The accelerated FDA approval of durvalumab, a human monoclonal antibody that blocks PD-L1, is based on data from Study 1108. This phase I/II trial evaluated the safety and efficacy in patients with locally advanced or mUC of the bladder. Patients had progressed while on or after a platinum-containing chemotherapy, including those who progressed within 12 months of receiving therapy in a neoadjuvant or adjuvant setting.

 

In the trial, durvalumab demonstrated rapid and durable responses, with an objective response rate of 17.0 percent (95% confidence interval [CI]: 11.9; 23.3) in all evaluable patients, regardless of PD-L1 status, and 26.3 percent (95% CI: 17.8; 36.4) in patients with PD-L1 high-expressing tumors (as determined by the VENTANA PD-L1 (SP263) Assay).

 

PD-L1 high was defined as >=25 percent of tumor cells (TC) or tumor-infiltrating immune cells (IC) expressing membrane PD-L1 if ICs involved >1 percent of the tumor area, or TC>=25 percent or IC=100 percent if ICs involved <=1 percent of the tumor area. Additionally, approximately 14.3 percent of all evaluable patients achieved partial response and 2.7 percent achieved complete response. Of patients who had received only neoadjuvant or adjuvant therapy prior to trial entry, 24 percent (n=9) responded.

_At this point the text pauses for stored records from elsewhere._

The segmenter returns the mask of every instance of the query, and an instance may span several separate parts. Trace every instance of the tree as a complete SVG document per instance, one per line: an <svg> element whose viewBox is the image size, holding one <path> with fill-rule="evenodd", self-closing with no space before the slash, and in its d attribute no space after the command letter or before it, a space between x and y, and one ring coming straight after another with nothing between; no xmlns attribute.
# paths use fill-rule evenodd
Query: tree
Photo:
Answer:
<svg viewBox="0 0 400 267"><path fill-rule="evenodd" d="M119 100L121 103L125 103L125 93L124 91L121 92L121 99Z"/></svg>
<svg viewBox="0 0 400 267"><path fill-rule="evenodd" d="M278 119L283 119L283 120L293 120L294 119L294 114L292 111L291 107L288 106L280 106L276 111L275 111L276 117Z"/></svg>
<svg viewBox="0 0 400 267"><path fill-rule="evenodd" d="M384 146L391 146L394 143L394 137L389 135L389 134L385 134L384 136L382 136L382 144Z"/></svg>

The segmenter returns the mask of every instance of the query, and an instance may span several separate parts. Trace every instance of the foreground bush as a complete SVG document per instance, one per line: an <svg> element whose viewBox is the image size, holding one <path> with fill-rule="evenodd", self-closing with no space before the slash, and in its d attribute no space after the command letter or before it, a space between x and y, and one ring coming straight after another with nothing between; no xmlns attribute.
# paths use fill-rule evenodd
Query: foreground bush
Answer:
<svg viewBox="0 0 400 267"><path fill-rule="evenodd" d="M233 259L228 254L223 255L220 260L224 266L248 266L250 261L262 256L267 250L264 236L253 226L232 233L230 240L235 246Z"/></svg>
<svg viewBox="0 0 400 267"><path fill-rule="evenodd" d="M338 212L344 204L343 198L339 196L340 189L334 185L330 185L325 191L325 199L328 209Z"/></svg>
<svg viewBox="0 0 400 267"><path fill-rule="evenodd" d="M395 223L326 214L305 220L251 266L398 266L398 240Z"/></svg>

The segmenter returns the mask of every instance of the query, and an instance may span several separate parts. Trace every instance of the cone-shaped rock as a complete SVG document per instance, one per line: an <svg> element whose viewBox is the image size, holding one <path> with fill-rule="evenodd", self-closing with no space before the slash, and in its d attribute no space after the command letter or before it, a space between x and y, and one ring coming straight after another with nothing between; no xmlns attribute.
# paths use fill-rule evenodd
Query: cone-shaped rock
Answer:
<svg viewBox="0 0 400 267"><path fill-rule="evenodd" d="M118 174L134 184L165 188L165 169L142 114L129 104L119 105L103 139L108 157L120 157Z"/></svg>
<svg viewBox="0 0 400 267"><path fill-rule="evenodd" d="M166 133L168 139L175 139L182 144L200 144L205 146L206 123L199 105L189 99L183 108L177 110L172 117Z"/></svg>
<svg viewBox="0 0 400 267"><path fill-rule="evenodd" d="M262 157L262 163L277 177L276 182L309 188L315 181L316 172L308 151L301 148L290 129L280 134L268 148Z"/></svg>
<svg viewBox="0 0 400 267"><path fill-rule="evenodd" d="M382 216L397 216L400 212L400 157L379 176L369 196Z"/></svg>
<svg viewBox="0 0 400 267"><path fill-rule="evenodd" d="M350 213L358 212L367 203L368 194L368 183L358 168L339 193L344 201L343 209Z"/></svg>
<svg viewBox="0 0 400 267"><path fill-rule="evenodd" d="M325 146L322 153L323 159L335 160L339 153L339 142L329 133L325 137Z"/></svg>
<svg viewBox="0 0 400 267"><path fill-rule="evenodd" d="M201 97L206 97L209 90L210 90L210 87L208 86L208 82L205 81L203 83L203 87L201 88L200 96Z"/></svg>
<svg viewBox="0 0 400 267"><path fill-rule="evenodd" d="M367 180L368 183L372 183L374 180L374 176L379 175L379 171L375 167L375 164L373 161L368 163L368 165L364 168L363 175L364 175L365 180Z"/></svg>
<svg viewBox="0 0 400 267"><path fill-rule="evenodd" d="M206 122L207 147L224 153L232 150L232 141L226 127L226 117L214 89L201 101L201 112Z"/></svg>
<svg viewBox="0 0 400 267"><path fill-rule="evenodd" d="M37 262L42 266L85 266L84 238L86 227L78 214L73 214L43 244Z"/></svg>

Based on a secondary endpoint in this single-arm trial, median time to response was 6 weeks. Among the total 31 responding patients, 14 patients (45%) had ongoing responses of 6 months or longer and five patients (16%) had ongoing responses of 12 months or longer.

 

Patients should be monitored for immune-mediated adverse reactions including pneumonitis, hepatitis, colitis, endocrinopathies (including adrenal insufficiency, hypophysitis, or type 1 diabetes mellitus), nephritis, rash, thrombocytopenic purpura, infection, infusion-related reactions, or embryo-fetal toxicity.